# How to test multiple variables for equality against a single value?

You misunderstand how boolean expressions work; they don’t work like an English sentence and guess that you are talking about the same comparison for all names here. You are looking for:

``````if x == 1 or y == 1 or z == 1:
``````

`x` and `y` are otherwise evaluated on their own (`False` if `0`, `True` otherwise).

You can shorten that using a containment test against a tuple:

``````if 1 in (x, y, z):
``````

or better still:

``````if 1 in {x, y, z}:
``````

using a `set` to take advantage of the constant-cost membership test (i.e. `in` takes a fixed amount of time whatever the left-hand operand is).

### Explanation

When you use `or`, python sees each side of the operator as separate expressions. The expression `x or y == 1` is treated as first a boolean test for `x`, then if that is False, the expression `y == 1` is tested.

This is due to operator precedence. The `or` operator has a lower precedence than the `==` test, so the latter is evaluated first.

However, even if this were not the case, and the expression `x or y or z == 1` was actually interpreted as `(x or y or z) == 1` instead, this would still not do what you expect it to do.

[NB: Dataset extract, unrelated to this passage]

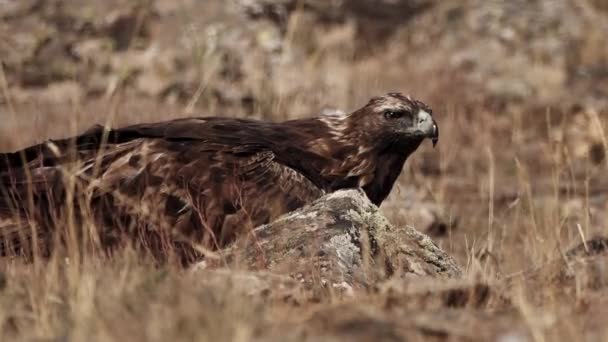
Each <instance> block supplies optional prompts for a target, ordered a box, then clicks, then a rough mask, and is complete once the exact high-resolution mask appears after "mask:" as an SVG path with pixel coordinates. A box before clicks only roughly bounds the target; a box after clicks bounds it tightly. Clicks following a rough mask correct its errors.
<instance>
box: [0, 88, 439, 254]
mask: <svg viewBox="0 0 608 342" xmlns="http://www.w3.org/2000/svg"><path fill="white" fill-rule="evenodd" d="M386 108H388V109H391V108H393V109H392V110H401V111H402V112H403V113H405V114H403V118H402V119H399V121H391V120H389V119H387V118H386V117H385V116H383V113H384V111H385V110H387V109H386ZM420 110H425V111H428V112H429V113H430V109H428V107H426V105H424V104H423V103H421V102H418V101H415V100H411V99H410V98H408V97H404V96H402V95H400V94H389V95H386V96H384V97H380V98H374V99H372V100H371V101H370V102H369V103H368V104H367V105H366V106H364V107H363V108H361V109H359V110H357V111H355V112H353V113H351V114H349V115H343V116H324V117H317V118H311V119H303V120H292V121H286V122H282V123H271V122H261V121H254V120H246V119H228V118H219V117H208V118H188V119H179V120H173V121H168V122H161V123H153V124H140V125H134V126H129V127H125V128H120V129H108V130H106V129H104V128H103V127H101V126H95V127H93V128H91V129H90V130H88V131H87V132H85V133H83V134H81V135H79V136H77V137H75V138H71V139H64V140H56V141H50V142H48V143H44V144H40V145H35V146H32V147H29V148H26V149H24V150H21V151H17V152H14V153H7V154H0V219H3V220H4V221H5V222H10V224H5V226H7V227H9V226H10V233H11V234H12V235H14V230H15V224H16V223H15V222H17V221H19V219H26V220H25V221H30V222H35V223H36V224H37V225H38V226H39V227H40V229H41V230H42V231H44V232H51V231H52V230H53V229H54V228H55V225H56V223H57V221H58V220H59V219H61V217H62V215H65V210H64V209H62V208H64V204H65V200H66V198H67V197H66V196H67V194H68V193H69V191H68V190H69V189H68V188H66V184H67V183H69V182H66V180H70V179H71V180H73V181H72V184H74V191H75V193H76V194H77V195H78V196H80V197H81V198H80V199H74V200H73V203H72V204H73V206H74V208H75V212H76V214H75V215H76V216H77V217H76V219H77V220H84V219H86V217H85V216H86V215H85V214H83V213H89V214H90V216H91V217H92V218H93V219H94V222H95V225H96V226H98V228H97V230H98V232H99V233H100V236H99V240H100V241H101V242H102V244H103V245H104V246H106V247H112V246H115V245H117V244H120V243H122V241H123V240H124V239H123V237H125V236H126V237H130V238H131V239H133V238H135V240H138V241H139V242H141V243H142V244H143V245H146V246H148V247H149V248H151V249H161V248H164V247H163V246H165V245H172V244H177V243H181V242H182V241H183V240H187V241H193V242H195V243H198V244H202V245H204V246H206V247H207V248H209V247H211V248H221V247H223V246H225V245H226V244H229V243H231V242H233V241H234V240H235V239H236V238H237V237H238V236H240V235H243V234H244V235H246V232H247V231H248V230H249V229H251V228H254V227H255V226H257V225H260V224H263V223H267V222H269V221H271V220H273V219H275V218H276V217H278V216H280V215H282V214H284V213H286V212H289V211H291V210H295V209H297V208H299V207H301V206H303V205H305V204H306V203H309V202H311V201H312V200H314V199H316V198H318V197H320V196H322V195H323V194H324V193H327V192H331V191H335V190H337V189H341V188H351V187H361V188H363V189H364V190H365V192H366V194H367V195H368V196H369V198H370V199H371V200H372V202H374V203H376V204H378V205H379V204H380V203H381V202H382V201H383V200H384V199H385V198H386V196H388V194H389V192H390V190H391V188H392V186H393V183H394V182H395V180H396V178H397V176H398V175H399V173H400V172H401V169H402V167H403V164H404V162H405V160H406V159H407V157H408V156H409V155H410V154H411V153H413V152H414V151H415V150H416V148H417V147H418V145H419V144H420V143H421V142H422V139H423V137H420V136H415V137H410V136H406V135H403V133H401V132H402V131H403V128H404V127H405V130H407V128H408V127H407V125H413V122H414V121H413V119H412V117H413V116H415V115H416V113H417V111H420ZM399 127H401V128H399ZM397 128H399V129H401V130H398V129H397ZM404 132H405V131H404ZM78 196H76V197H78ZM28 197H29V199H30V202H29V203H32V202H33V205H27V203H28ZM83 199H84V200H83ZM21 221H24V220H21ZM21 221H20V222H21ZM8 232H9V229H7V230H6V231H3V228H2V227H1V226H0V236H5V237H7V236H8V235H11V234H8ZM5 233H6V234H5ZM7 234H8V235H7ZM12 235H11V236H12ZM180 248H181V247H180ZM194 254H195V253H189V254H188V255H189V256H192V255H194Z"/></svg>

`x or y or z` would evaluate to the first argument that is ‘truthy’, e.g. not `False`, numeric 0 or empty (see boolean expressions for details on what Python considers false in a boolean context).

So for the values `x = 2; y = 1; z = 0`, `x or y or z` would resolve to `2`, because that is the first true-like value in the arguments. Then `2 == 1` would be `False`, even though `y == 1` would be `True`.

The same would apply to the inverse; testing multiple values against a single variable; `x == 1 or 2 or 3` would fail for the same reasons. Use `x == 1 or x == 2 or x == 3` or `x in {1, 2, 3}`.